The recent release of R-rated footage of high-ranking figures from the Nationalist Movement Party, or MHP, with various women has led to numerous resignations. As an experienced prosecutor, Cihaner’s views on the ongoing “tape scandal” debate are seen as carrying some weight.

“There is a mechanism that decides who to wiretap, to follow and to film. Businessmen, top judges, politicians and bureaucrats are being targeted [by this mechanism]. It’s an expensive effort and requires high-tech devices,” he said.

Saying that the growing releases of video and audio recordings could not be the work of a single organization or a few people, Cihaner accused the government of not taking precautions to stop this crime.

“The prosecutors are not doing anything; furthermore they seem to be part of this mechanism. Some statements, recordings are being leaked from the room of prosecutors,” he said. “This is simply what happened to me. If the police and prosecutors are not intervening, then it means they are also in this business.”

According to Cihaner, the “mechanism” is using the recordings it gathers at strategic points for political gain. “We are unaware who has been taken hostage by this blackmailing mechanism. Who knows which bureaucrats have been blackmailed?” he asked. “Who knows which politicians have been threatened with these tapes? Even further… we even cannot be fully sure whether the prime minister has also become a hostage of this mechanism.”

Gov’t empowered to make illegal moves

The CHP candidate slammed the government for not protecting the private life of people, a right guaranteed by the Constitution. “In democratic countries, private lives, security and the dignity of the people are entrusted to the government. Even legal documents cannot be leaked,” he said. “This is the society of fear and fascism. Unfortunately, this government is taking its power from this.”

Urging the political parties not to use these sorts of tapes to their advantage and not to expel victimized politicians due to the release of recordings, Cihaner said such moves could push the secret services of other countries to do the same thing in the future.

The candidate also commented on another top issue in the country, the scandal over the university entrance exam. As a former prosecutor, he said, the case is not being handled in a way that will satisfy people. “‘There is a code but no cheating,’ they say. This is an oxymoron,” he said, adding that he was hindered from investigating a similar scandal when he was serving as the prosecutor in Erzincan.

“I was conducting a probe on claims that the questions to be posed in the Police Academy entrance exam had already been distributed to some special [testing prep] courses run by a certain structure,” he said, making a veiled reference to the Gülen religious community.
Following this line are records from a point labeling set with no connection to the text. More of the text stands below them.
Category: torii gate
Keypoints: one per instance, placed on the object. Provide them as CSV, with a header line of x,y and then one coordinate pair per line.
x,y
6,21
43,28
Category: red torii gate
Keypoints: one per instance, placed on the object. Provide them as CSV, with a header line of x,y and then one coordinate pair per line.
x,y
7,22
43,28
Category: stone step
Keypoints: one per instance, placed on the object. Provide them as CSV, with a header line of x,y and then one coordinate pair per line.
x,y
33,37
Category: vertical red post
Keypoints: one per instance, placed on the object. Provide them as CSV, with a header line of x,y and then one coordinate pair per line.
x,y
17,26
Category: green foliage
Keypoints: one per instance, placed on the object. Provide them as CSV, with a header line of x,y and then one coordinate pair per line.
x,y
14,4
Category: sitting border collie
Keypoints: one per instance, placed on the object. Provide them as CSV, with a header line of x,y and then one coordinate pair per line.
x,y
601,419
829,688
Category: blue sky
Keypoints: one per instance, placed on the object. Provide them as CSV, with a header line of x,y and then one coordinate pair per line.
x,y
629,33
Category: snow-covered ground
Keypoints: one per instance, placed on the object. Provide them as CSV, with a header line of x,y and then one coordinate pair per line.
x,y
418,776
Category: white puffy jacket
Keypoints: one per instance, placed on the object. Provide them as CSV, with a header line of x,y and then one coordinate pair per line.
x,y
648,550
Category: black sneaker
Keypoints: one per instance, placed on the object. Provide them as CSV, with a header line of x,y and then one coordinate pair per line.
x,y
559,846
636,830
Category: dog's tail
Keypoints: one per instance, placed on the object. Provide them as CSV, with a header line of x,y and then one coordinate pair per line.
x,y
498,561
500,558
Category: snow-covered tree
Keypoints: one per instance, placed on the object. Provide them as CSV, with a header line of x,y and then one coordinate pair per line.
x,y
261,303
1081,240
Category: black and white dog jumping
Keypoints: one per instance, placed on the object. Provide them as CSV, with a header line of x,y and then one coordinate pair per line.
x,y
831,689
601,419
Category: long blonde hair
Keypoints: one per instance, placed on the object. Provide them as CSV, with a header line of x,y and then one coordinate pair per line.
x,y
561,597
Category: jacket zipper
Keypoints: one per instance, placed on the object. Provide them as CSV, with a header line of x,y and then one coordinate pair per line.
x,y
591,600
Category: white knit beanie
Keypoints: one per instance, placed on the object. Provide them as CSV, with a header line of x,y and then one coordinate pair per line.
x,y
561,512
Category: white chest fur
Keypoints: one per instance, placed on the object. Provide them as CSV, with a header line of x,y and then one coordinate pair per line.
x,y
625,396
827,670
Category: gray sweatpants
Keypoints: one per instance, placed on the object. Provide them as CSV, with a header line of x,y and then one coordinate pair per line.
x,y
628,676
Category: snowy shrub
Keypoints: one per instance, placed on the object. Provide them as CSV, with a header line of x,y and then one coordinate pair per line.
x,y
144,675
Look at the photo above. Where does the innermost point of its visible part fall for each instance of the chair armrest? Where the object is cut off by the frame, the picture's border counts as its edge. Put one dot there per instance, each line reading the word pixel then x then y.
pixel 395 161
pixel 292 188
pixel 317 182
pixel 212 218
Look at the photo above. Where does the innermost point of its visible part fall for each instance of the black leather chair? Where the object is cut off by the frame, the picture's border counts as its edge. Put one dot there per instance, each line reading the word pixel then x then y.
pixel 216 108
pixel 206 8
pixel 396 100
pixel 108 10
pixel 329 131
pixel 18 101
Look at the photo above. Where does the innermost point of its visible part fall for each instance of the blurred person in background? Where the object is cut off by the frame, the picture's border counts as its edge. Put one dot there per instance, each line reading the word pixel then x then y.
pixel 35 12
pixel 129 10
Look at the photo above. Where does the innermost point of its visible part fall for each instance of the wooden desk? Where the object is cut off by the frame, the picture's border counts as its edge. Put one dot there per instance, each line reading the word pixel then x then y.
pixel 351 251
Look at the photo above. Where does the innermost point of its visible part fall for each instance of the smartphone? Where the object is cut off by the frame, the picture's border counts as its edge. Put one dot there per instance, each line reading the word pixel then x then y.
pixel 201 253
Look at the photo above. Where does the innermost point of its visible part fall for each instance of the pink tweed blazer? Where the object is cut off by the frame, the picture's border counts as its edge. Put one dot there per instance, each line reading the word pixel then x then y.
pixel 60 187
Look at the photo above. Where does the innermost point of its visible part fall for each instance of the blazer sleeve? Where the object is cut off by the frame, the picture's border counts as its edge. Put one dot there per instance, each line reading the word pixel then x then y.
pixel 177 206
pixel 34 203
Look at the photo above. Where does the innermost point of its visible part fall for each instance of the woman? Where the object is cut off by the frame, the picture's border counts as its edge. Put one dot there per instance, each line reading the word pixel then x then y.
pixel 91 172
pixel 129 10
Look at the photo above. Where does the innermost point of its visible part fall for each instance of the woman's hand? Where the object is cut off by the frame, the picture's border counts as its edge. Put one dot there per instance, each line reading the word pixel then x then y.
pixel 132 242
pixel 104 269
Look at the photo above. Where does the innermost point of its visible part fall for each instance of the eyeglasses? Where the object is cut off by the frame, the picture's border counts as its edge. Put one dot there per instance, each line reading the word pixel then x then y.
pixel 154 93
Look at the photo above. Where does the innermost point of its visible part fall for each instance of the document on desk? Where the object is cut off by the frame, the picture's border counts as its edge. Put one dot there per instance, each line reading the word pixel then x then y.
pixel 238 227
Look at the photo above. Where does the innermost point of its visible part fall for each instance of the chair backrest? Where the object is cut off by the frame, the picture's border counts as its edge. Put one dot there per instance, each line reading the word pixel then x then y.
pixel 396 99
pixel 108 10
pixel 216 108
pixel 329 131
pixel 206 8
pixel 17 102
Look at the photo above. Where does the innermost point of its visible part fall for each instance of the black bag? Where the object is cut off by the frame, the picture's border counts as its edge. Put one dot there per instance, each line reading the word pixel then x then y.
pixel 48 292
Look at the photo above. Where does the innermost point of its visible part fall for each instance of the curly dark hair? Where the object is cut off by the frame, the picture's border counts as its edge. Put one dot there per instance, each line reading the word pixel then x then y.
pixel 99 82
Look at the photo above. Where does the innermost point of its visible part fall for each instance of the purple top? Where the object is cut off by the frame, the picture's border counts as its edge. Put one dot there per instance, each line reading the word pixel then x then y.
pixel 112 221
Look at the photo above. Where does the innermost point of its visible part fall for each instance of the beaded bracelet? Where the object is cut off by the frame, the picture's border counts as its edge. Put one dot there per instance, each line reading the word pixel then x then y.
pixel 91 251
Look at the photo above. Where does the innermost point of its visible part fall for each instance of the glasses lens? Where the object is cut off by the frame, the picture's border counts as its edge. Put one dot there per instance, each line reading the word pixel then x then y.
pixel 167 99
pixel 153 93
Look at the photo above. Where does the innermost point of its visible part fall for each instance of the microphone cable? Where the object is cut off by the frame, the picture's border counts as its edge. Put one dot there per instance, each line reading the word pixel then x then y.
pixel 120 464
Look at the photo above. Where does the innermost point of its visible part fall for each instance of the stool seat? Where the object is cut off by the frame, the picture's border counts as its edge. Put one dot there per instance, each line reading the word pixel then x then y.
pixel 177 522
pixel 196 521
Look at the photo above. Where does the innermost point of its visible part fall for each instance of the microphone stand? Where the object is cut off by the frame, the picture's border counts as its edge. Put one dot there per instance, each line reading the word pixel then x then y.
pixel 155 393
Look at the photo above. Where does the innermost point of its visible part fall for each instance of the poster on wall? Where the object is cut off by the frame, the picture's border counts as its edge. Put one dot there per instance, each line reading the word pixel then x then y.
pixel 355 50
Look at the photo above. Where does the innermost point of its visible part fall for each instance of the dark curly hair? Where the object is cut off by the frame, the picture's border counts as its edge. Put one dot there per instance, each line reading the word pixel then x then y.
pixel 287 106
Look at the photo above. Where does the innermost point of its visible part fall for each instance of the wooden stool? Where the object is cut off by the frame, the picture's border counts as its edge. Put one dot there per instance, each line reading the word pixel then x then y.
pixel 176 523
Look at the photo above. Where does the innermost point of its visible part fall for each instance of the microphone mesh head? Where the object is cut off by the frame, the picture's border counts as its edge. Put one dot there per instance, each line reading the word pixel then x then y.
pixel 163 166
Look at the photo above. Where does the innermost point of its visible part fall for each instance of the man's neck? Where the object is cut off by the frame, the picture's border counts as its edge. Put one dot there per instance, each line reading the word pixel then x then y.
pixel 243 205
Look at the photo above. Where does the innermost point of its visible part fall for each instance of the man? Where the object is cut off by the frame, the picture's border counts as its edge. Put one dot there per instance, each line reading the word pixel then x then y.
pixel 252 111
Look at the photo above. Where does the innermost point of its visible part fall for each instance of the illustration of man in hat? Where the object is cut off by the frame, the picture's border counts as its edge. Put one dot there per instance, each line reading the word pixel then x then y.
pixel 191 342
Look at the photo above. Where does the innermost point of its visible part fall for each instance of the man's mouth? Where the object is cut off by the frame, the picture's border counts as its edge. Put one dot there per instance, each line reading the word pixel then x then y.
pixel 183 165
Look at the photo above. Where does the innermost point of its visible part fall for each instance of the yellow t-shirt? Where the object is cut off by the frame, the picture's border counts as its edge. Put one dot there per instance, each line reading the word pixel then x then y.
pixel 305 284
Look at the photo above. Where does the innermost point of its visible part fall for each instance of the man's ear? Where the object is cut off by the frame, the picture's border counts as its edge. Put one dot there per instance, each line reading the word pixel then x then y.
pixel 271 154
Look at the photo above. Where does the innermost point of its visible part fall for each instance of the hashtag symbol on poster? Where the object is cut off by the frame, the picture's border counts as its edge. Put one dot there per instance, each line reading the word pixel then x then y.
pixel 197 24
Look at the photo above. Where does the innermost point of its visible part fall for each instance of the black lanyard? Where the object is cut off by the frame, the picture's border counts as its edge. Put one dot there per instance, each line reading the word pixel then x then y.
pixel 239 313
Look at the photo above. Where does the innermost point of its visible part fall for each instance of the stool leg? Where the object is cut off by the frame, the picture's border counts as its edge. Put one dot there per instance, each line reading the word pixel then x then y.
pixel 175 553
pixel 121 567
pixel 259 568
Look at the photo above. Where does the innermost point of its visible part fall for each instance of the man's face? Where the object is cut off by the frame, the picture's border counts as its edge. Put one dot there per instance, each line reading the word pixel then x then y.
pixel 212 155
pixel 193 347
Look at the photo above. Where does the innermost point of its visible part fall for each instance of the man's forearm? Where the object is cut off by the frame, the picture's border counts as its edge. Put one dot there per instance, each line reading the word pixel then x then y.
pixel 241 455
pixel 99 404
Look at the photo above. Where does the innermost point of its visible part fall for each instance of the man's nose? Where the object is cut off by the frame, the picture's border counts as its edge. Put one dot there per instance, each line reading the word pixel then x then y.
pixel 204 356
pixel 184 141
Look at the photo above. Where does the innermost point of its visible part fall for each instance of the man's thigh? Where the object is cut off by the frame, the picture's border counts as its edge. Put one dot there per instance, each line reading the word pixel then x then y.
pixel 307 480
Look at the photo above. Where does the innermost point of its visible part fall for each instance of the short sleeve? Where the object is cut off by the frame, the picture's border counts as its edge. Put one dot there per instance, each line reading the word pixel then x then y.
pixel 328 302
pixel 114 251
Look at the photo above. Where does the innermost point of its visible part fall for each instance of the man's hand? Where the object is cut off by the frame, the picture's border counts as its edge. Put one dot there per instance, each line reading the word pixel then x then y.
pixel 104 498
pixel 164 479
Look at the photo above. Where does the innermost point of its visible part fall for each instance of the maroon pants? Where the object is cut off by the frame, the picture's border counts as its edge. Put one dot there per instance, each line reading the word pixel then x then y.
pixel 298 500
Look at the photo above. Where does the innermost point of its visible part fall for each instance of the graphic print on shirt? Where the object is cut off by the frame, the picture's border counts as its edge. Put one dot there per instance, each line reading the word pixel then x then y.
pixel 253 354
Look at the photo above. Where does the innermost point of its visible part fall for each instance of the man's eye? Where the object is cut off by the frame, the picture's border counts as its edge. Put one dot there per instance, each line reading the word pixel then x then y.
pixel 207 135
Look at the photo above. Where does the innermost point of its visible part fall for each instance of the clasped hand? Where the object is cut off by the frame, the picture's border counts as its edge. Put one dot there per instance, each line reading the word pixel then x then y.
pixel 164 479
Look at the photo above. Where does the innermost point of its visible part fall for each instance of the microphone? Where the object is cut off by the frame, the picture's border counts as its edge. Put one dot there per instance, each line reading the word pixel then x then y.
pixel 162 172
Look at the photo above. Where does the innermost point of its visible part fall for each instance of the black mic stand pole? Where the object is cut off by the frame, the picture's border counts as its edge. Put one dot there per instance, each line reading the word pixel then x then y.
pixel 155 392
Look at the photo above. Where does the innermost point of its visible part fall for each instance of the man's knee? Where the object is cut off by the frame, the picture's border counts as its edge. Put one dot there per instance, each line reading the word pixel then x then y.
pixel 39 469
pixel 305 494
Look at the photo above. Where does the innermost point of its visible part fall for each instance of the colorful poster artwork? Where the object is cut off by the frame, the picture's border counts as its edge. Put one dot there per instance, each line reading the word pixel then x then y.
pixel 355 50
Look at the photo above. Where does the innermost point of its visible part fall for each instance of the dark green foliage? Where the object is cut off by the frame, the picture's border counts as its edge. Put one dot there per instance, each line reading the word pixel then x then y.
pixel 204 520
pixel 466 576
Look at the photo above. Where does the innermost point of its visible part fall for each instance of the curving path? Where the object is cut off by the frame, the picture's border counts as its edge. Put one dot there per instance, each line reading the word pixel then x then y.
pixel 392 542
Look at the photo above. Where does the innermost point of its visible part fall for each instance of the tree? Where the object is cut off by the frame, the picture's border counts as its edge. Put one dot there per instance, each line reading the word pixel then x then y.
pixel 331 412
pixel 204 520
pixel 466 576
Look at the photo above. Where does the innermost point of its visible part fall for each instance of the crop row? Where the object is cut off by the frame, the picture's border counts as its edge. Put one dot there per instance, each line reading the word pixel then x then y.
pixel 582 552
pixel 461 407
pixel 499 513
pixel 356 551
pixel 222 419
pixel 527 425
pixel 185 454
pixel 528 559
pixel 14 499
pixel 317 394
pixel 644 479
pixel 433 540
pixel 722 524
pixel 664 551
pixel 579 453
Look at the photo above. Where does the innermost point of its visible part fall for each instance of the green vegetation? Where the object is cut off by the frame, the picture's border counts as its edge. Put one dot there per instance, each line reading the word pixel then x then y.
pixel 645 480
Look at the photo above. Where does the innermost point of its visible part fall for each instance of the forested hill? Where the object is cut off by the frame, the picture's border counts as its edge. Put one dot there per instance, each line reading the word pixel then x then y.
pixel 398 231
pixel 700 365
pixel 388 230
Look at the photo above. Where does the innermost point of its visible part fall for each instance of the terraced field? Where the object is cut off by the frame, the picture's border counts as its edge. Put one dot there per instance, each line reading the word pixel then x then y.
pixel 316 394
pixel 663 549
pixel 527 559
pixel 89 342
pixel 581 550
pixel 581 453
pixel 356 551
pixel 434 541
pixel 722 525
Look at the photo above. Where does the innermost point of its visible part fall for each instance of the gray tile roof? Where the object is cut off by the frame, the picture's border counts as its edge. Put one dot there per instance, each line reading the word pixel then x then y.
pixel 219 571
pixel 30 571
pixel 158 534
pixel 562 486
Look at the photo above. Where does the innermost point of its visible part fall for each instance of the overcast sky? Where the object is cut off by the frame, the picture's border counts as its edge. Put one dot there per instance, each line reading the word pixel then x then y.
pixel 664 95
“It has been understood that some officials from the National Intelligence Organization [MİT] were arrested as they were investigating the same thing. My prosecution was stopped afterwards,” Cihaner said.

A growing danger

With one month to go until the June 12 polls, Cihaner also criticized the government for making politics on the basis of religion and ethnicity. Saying that Turkey had suffered a lot from this sort of politics in the past, which claimed the lives of many people in separate events in Kastamonu, Çorum and Sivas, he called on the ruling party to avoid creating further polarization in the country by dividing it into “Turk-Kurd,” “Alevite-Sunni” or “secular-anti-secular” factions.

“We shall not fall into this trap. We should put equal citizenship, human rights and universal values of law at the forefront,” he said. “If you let the people jeer at a politician because of his sect, then somebody else will do the same to you. The people of Anatolia should be able to close this very dangerous door.”

Responding to government criticisms that he decided to run for Parliament to enjoy parliamentarian immunity, Cihaner described these statements as part of a smear campaign. “The so-called crimes attributed to me are not covered by parliamentarian immunity,” he said. “I decided to enter politics after signing a document [saying] that I won’t enjoy immunity. This campaign against me is political impoliteness and immoral.”